J’arrête de respirer quelques instants, angoissée, en reconnaissant les paroles que j’ai entendues des millions de fois. Des paroles qui écrasent, qui blessent, qui nous ont marquées, elle et moi, et nous ont peu à peu empoisonnées. Maman s’est toujours rendue, a accepté sa défaite et a perdu la bataille avant de l’avoir menée. Je l’ai vue se taire trop de fois, baisser les yeux, pleurer doucement et se soumettre aux insultes. Non, Maman ne peut rien contre lui, elle est faible. Pousse-toi, Pepe, sors de là une bonne fois pour toutes ! crie enfin Maman dont la voix monte, en faisant un pas en avant, sans l’écouter, sans se laisser intimider, en levant le couteau d’un geste menaçant. Je remarque comment il tremble, aussi déconcerté que moi. Tu es folle ? Tu me menaces ? Ne me touche pas ! Que crois-tu donc faire ? Me poignarder peut-être ? Maman ne l’écoute pas et me tend la main gauche par-dessus sa personne. Indifférente à sa personne. Ce duel auquel j’ai assisté tant de fois, elle en remporte aujourd’hui la victoire absolue. Allez, Bárbara, elle répète calmement. Et moi, instinctivement, je prends sa main et je crois que ça y est, que tout est fini, que j’ai fait mon choix.
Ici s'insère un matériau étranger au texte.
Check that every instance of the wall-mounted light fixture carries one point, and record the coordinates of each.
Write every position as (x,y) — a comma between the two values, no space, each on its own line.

Mais il réagit violemment, m’agrippe à deux mains et me lance de toutes ses forces contre le mur. Je sens des craquements, mon corps qui s’écrase et s’effondre. Je ferme les yeux, et le cri de Maman résonne dans l’obscurité. Des coups, encore des coups, il veut m’écraser et me crever comme un rat, je sens ses bottes me frapper les côtes, le ventre, les cuisses. J’essaie de me protéger comme je peux avec les mains, jusqu’à ce qu’un coup plus violent que les autres m’enfonce la poitrine et me déchire la chair comme un poignard.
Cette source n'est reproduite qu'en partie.